About 100,000 Christians are killed every year around the world because of their faith, according to top Vatican official Monsignor Silvano Maria Tomasi, a Catholic archbishop, who cited the Middle East, Africa and Asia as the worst places for the persecution.
Persecution watchdog Open Doors’ annual World Watch List found that North Korea was the only exception in the top ten list of offenders: nine out of the ten countries ranked the most oppressive for Christians to live in were Muslim. Following North Korea are Somalia, Syria, Iraq, Afghanistan, Saudi Arabia, the Maldives, Pakistan, Iran, and Yemen. Other religious minorities suffer the same way, and Muslim-on-Muslim killing is staggering: some ten million Muslims have been murdered by other Muslims of opposing sects since the founding of Israel in 1948.
On Western soil, our leaders and citizens are increasingly becoming subjugated psychologically through jihadist intimidation, intensified by the reality of the murders at Charlie Hebdo.
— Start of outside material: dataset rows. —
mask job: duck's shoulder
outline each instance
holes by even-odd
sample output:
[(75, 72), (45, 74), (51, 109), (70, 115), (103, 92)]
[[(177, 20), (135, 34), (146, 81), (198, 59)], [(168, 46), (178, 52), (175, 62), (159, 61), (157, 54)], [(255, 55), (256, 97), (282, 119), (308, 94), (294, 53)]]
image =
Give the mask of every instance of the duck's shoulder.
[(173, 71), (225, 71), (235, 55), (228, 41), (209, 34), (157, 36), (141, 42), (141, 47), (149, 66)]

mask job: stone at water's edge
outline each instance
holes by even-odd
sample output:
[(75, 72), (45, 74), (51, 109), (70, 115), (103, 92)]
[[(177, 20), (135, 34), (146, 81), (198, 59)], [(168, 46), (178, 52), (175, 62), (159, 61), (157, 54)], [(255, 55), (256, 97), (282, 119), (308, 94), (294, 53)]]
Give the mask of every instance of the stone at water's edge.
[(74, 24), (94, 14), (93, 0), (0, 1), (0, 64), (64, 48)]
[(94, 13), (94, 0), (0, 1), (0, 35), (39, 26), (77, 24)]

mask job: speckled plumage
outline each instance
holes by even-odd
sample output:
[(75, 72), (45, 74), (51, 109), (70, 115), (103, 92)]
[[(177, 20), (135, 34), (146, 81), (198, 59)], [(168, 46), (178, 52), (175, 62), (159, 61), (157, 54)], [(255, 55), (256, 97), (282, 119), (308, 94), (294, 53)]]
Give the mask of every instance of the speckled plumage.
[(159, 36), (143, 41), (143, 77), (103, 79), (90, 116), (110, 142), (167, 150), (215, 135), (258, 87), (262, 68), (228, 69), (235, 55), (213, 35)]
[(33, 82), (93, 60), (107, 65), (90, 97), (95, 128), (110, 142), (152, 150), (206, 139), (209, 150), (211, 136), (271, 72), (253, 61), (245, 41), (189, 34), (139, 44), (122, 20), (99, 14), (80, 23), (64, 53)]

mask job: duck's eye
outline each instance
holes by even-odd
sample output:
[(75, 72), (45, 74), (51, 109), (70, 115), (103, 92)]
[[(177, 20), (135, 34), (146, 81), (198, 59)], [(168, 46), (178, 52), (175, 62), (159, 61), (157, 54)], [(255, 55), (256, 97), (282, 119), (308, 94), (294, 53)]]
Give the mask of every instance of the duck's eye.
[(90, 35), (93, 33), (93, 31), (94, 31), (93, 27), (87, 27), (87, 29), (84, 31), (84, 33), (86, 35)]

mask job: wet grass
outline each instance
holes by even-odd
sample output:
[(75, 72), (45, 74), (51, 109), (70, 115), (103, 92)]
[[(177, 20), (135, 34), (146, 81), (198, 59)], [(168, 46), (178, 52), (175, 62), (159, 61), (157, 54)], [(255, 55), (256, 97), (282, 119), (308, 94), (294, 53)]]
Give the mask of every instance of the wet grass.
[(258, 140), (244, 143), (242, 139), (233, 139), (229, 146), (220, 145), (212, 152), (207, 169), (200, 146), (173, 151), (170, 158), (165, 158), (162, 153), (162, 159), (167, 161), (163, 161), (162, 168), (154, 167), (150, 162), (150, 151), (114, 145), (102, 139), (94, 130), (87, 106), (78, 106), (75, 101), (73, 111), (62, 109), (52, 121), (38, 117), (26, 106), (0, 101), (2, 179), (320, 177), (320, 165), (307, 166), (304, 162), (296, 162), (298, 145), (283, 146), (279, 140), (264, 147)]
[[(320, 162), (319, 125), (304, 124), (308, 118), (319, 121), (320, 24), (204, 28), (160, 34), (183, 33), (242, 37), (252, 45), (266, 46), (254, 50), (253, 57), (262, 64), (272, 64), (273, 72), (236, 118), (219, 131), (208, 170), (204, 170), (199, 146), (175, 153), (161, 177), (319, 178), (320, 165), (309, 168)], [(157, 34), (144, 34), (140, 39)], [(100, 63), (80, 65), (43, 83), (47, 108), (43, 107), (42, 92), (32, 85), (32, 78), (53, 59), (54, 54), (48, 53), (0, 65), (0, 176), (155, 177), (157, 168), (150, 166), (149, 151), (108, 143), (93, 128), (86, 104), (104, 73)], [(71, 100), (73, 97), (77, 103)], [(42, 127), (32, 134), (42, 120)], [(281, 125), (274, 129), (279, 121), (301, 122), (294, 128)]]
Furthermore, although it has been reported that “only” some ten percent of the global Muslim population is violent, that number is highly significant when considering that a very small minority of Germans were Nazis, but the world witnessed the atrocities of that minority; and an additional problem emerges where a significant number of Muslim adherents cheer on and embolden violent jihadists.
Entertainer Bill Maher passionately addressed this point when he blasted Muslims who support the massacre in France. On ABC’s Jimmy Kimmel Live, Maher said:
“I know most Muslim people would not have carried out an attack like this….But here’s the important point: Hundreds of millions of them support an attack like this. They applaud an attack like this. What they say is, ‘We don’t approve of violence, but you know what? When you make fun of the Prophet, all bets are off.”
The Islamic State (ISIS) is another force that has served to embolden Muslim anti-Western sentiments and jihadists. The Islamic State has called for its members to kill civilians and soldiers in Western countries. In addition, the foreign fighters of ISIS are now a grave Western threat through ISIS’s aggressive social media campaign for new recruits, promises of paradise and monetary gifts.
Due to the ongoing policy laxity of fearful and vote-soliciting Western leaders, jihadists are growing in strength and numbers, and because of politicians’ failure to deal with this problem, now violence is being met with further violence in France: mosques were fired upon with blank grenades and bullets following the Charlie Hebdo massacre. While the West continues to be politically correct as to not be deemed Islamophobic, dhimmitude is leading to unrest. There is no possible way to appease jihadists, as their goal is conquest by whatever means necessary. This includes both stealth and violent jihadists, as they work together toward the same goal. Our stand in support with the Charlie Hebdo publication should not be only for free speech, but a declaration that free people everywhere are going to stand up and resist bowing down to and being subjugated by jihadists.
Christine Williams is Public Affairs and Media Consultant for the International Christian Embassy in Jerusalem Canada; a nine-time award-winning TV Host and Producer; and a Director on the Canadian Race Relations Foundation.